A Brief Tour Of Defenseless Ground Zero

by Jordan Carr


When it comes to the Cordoba House / Park 51 project, better known as GROUND ZERO TERROR MOSQUE, it really is not worth discussing with people down in Lower Manhattan. That is because they do not really want to talk about it.

Maybe it is a good idea to build an Evil Terrorist Mosque and Nailcare Salon right by the World Trade Center-not that it’s like, right there, but still. Whether you believe this community center (at Ground Zero. Where Americans were killed. By Muslims) is a slap in the face of the victims of 9/11 or that it is, in their words, “promoting integration, tolerance of difference and community cohesion through arts and culture,” fortunately most people agree there are no other opinions to be had on the topic. Evil terrorist Tower of Doom, or multicultural beacon of hope that will end prejudice forever as if this were Remember the Titans. These are literally the only thought choices.

Ground ZerOff Track Betting

Trying to see if there were any answers to my questions about this project, I went looking for some. Spoiler alert, I found none, which is to say that I did not find definitive proof that this whole thing was not a terrorist plot. What a scoop that would have been! What I did find was a strip club that is much closer to the World Trade Center site than the planned MUSLIM community center, and an Off Track Betting location where a man in a FDNY hat didn’t want to talk to me about the mosque. (Nobody there did. They are there to watch horses.)

I found a Christian Science Reading Room, and St. Peter’s Church, where the pastor told me he was for the project-although, just after he turned away, the receptionist put her hand to her chest and whispered, “I’m against it.”

I also found an Amish Market that suspiciously used all kinds of electronics.


At 45–47 Park Place, the future site of Park 51 (I guess named for the address somehow?) I found a wretch of a building that used to be a Burlington Coat Factory.
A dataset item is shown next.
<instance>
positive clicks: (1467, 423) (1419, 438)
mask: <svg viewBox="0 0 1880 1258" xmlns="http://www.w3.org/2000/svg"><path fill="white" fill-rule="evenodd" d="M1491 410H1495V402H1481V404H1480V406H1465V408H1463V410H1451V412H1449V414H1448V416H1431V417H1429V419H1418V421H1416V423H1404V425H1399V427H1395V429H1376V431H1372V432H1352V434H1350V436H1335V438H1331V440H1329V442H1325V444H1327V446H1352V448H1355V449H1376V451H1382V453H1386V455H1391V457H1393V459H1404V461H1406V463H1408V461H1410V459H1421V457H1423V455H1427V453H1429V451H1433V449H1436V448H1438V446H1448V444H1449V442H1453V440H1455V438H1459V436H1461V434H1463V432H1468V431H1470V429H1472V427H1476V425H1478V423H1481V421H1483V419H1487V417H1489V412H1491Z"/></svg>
The building is unassuming enough that I walked past it a few times before realizing that it was the site of the big evil thing, or even something anyone cared about.

There was literally nothing there.

I assumed that if people really thought there was something terrible moving into their neighborhood, somebody would be on alert or something.


There was just a hot afternoon and a glass door with a sticker that I’m told means something to the effect of “There is no God but Allah and Mohammed is his prophet,” the common phrase. And inside were two security guys who also did not want to talk about it.